Francisco Ondo

Personal information
- Full name: Franklin Bama Yangoua, or Francisco Obama Ondo
- Date of birth: 9 September 1996, 15 May 1996 or 10 November 1996
- Place of birth: Yaoundé, Cameroon
- Position: Defender

Team information
- Current team: AS Vita Club

Senior career*
- Years: Team / Apps / (Gls)
- 2013–2014: Akonangui FC
- 2015: Leones Vegetarianos FC
- 2015–2016: FC Cape Town / 11 / (0)
- 2016–: AS Vita Club

International career
- 2014: Equatorial Guinea / 3 / (0)

= Francisco Ondo =

Cameroonian footballer

Franklin Bama Yangoua or Francisco Obama Ondo (born 9 September 1996, 15 May 1996 or 10 November 1996) is a naturalized Equatoguinean professional footballer originally from Cameroon. He is playing for AS Vita Club in DR Congo.

After winning the Equatoguinean Primera División in 2013, he competed for Akonangui FC at the 2014 CAF Champions League in February 2014. On 4 May 2014, he was called up to the Equatorial Guinea national team for two 2015 Africa Cup of Nations qualifying matches against Mauritania. So far, he was known as Franklin Bama Yangoua, his date of birth being 9 September 1996. However, when the first leg took place in Nouakchott two weeks later, he was an unused substitute under the name Francisco Obama Ondo and the date of birth 15 May 1996. In February 2015, he competed for Leones Vegetarianos FC at the 2015 CAF Confederation Cup, again under the name Francisco Obama Ondo, but with another date of birth: 10 November 1996.

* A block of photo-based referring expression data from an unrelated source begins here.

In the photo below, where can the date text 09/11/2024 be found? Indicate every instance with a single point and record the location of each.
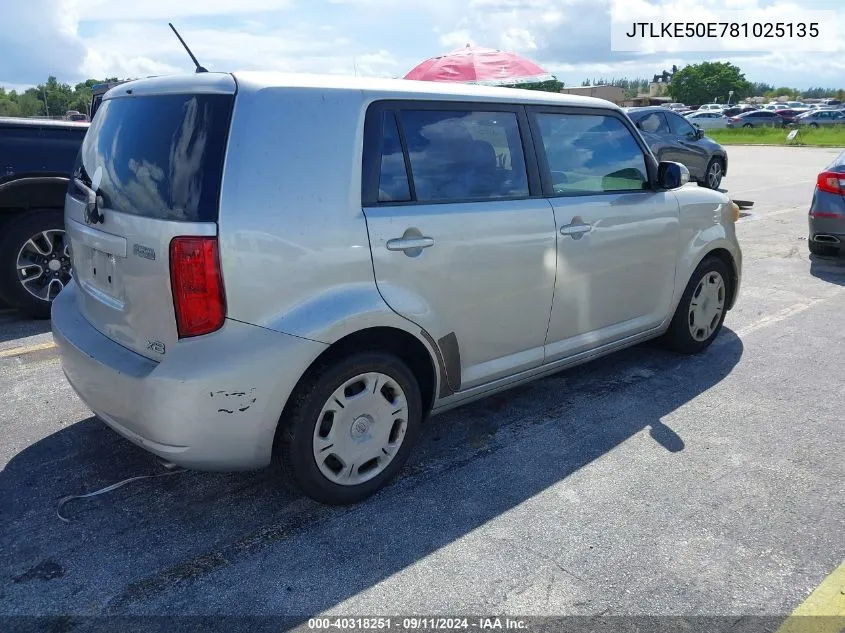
(722, 29)
(417, 624)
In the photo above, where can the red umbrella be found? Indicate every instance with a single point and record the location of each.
(480, 66)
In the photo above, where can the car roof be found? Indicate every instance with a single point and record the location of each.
(26, 122)
(376, 88)
(647, 109)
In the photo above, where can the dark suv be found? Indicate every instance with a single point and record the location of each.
(37, 160)
(672, 137)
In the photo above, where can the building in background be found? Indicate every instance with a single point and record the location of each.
(608, 93)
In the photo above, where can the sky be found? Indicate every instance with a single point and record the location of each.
(78, 39)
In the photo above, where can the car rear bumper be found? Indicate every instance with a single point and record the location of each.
(212, 403)
(829, 226)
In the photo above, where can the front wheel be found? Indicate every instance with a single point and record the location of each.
(350, 427)
(35, 260)
(701, 311)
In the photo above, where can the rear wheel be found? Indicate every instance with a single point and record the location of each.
(350, 427)
(701, 311)
(34, 260)
(714, 173)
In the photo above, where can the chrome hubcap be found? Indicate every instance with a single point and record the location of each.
(715, 175)
(360, 429)
(706, 306)
(44, 264)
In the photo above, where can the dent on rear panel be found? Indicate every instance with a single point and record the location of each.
(233, 401)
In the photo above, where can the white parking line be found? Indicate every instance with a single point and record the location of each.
(783, 314)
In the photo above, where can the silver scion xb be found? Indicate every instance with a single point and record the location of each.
(306, 267)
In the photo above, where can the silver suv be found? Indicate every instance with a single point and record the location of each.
(306, 267)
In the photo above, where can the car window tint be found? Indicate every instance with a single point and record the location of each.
(680, 127)
(591, 154)
(653, 122)
(462, 155)
(393, 178)
(161, 156)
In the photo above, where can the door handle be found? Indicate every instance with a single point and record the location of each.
(575, 230)
(409, 243)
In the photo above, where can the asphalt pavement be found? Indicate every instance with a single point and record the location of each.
(642, 483)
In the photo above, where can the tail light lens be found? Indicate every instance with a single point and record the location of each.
(831, 182)
(197, 284)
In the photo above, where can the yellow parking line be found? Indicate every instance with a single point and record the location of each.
(26, 349)
(823, 611)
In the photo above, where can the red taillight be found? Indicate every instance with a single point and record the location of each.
(197, 285)
(831, 182)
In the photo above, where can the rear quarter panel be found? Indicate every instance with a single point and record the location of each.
(705, 225)
(294, 246)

His original name is Franklin Bama Yangoua, which he changed to Francisco Obama Ondo after moving to Equatorial Guinea in 2013 to play for Akonangui FC. After living there for one year, he was called up to the Equatorial Guinea national football team even though he had no ancestry from there nor had the means to have citizenship. The Confederation of African Football rules indicated that a player is required to be naturalized for at least five years before granted national team permission. He clandestinely managed to elude this until 2017.

==Transfers==

Arranged to be sold in May 2016, he was part of the 'mass exodus' of FC Cape Town in which they sold almost half their team.